Yet there’s a problem, said Johanna Thomas-Corr in The Sunday Times : Hadley is far more at home among herbaceous borders than in the “pot-smoking” milieu of Nicky and his friends. Her depictions of the Swinging Sixties rarely rise above cliché – and “when she tries to capture the life of a black nurse whom Phyllis befriends, the writing becomes laboured”. You sense Hadley “itching to get back to the bourgeois suburbs” – and as this disappointing novel progressed, I wished I was back there with her.

Jonathan Cape 320pp £16.99; The Week Bookshop £13.99

The Fell

Sarah Moss’s 2009 debut novel, Cold Earth , imagined an out-of-control virus, said Hephzibah Anderson in The Observer . She returns to similar terrain with her latest novel – only this time with less need for invention.
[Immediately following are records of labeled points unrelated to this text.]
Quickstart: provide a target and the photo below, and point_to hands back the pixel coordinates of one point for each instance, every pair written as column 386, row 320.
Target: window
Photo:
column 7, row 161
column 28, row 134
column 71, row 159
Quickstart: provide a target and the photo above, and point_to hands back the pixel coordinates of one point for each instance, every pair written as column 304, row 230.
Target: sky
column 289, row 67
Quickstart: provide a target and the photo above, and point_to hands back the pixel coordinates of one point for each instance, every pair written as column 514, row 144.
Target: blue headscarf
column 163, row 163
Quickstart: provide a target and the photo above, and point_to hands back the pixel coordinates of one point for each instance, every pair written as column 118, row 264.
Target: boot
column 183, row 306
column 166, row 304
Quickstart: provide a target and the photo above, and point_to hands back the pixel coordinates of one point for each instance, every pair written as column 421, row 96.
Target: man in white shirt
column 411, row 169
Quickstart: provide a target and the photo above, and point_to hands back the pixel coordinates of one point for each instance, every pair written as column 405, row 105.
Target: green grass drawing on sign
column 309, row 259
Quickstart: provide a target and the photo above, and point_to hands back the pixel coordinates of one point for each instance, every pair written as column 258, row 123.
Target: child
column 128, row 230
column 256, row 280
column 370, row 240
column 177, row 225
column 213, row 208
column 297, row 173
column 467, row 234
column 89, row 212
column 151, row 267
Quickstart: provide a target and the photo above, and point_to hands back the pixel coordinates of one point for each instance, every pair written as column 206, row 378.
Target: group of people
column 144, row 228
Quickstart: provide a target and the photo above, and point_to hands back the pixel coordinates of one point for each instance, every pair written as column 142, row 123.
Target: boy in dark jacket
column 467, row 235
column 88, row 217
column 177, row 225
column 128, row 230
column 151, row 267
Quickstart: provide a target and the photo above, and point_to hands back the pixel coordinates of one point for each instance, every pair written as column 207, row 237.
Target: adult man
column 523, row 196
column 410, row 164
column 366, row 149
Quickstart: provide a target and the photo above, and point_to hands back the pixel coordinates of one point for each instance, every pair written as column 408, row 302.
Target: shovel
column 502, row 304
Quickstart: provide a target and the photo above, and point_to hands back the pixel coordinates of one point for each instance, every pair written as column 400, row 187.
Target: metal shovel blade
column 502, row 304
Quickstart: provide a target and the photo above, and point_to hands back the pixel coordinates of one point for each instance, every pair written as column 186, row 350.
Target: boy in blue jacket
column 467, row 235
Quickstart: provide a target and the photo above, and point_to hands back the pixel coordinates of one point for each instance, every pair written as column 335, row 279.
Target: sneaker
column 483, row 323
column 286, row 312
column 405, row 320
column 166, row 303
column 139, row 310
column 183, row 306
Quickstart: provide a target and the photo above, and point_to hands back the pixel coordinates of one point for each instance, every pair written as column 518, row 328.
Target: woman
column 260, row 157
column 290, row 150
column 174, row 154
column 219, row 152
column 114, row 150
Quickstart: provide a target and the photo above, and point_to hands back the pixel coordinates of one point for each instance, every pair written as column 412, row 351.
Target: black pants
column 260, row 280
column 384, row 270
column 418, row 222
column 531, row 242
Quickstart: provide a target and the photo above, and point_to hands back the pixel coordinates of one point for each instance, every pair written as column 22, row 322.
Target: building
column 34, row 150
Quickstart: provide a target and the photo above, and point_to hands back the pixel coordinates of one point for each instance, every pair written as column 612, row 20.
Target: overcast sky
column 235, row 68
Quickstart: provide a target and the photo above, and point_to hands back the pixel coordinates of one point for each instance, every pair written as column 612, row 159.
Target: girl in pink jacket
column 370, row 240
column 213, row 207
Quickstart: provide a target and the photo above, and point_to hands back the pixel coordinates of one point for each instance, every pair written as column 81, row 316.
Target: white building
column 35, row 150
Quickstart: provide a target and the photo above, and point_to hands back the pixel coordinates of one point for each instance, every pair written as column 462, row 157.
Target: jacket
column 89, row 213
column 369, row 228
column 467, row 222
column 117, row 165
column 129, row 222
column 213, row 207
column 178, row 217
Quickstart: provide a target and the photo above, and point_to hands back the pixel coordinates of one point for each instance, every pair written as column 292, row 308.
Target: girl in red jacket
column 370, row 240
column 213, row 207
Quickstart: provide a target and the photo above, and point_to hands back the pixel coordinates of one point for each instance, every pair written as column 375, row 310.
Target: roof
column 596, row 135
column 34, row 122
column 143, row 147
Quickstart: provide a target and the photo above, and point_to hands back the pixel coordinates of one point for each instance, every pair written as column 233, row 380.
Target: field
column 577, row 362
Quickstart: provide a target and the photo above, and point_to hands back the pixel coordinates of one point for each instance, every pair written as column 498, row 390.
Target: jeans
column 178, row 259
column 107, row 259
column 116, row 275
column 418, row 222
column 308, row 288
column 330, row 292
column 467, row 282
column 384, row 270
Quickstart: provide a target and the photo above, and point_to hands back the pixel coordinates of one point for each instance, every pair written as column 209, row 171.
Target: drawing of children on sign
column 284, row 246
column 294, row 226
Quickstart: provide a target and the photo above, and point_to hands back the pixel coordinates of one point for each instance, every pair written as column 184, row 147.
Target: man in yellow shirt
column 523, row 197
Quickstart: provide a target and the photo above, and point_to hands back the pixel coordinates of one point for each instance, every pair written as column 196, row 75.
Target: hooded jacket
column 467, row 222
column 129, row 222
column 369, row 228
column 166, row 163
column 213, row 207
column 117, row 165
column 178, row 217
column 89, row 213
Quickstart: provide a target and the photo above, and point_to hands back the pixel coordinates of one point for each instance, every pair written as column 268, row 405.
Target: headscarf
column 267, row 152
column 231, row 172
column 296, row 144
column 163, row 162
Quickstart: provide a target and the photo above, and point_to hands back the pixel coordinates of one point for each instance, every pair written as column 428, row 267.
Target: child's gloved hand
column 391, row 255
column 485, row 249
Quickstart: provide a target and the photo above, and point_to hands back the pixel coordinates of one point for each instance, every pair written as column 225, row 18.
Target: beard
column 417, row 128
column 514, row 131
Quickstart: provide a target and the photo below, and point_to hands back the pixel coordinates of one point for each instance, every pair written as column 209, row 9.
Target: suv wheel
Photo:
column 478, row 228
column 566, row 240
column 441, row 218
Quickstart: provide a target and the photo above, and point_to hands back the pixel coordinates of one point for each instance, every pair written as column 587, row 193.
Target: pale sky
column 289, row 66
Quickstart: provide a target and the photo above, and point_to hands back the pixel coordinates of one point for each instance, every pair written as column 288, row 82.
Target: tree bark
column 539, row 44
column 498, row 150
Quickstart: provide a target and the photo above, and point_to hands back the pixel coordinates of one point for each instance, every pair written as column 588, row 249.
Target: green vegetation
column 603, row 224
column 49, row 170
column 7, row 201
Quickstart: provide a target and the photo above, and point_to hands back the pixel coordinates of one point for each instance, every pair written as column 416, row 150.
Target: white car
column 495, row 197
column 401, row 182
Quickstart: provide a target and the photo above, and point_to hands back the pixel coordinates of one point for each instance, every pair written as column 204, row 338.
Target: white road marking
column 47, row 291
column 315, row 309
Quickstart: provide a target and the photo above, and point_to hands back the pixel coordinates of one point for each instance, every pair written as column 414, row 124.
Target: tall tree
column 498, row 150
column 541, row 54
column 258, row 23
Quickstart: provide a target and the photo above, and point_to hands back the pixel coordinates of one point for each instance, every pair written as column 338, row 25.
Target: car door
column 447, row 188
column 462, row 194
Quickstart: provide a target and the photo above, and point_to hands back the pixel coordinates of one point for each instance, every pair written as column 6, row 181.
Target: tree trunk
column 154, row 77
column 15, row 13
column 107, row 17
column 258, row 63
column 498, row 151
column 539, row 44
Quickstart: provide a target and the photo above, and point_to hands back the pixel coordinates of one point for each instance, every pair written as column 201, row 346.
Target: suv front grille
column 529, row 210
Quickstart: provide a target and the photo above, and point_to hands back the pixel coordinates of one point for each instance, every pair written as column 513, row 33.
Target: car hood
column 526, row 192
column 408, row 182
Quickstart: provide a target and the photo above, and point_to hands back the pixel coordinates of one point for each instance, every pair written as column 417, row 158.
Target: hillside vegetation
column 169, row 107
Set in November 2020, The Fell centres on Kate, a forty-something single mum, who “finally snaps” during a two-week quarantine period, and goes for a solitary walk in the Peak District. It’s “destined to be an ill-fated expedition”: the night draws in, Kate doesn’t return – and her absence is noticed by her teenage son Matt. With its vivid sense of “accumulating dread”, this is an “intense time capsule of a tale”.

Moss moves “gracefully” between various perspectives, said Sarah Ditum in The Times : that of Alice, an elderly neighbour; and Rob, a member of the mountain rescue team. Elegantly written and concise, The Fell is a “close-to-perfect” novel. Even though Moss has said it was written fast, the prose here feels “precision-tooled”, said Roger Cox in The Scotsman . Remarkably, in only 180 pages, she has captured “all of lockdown life”.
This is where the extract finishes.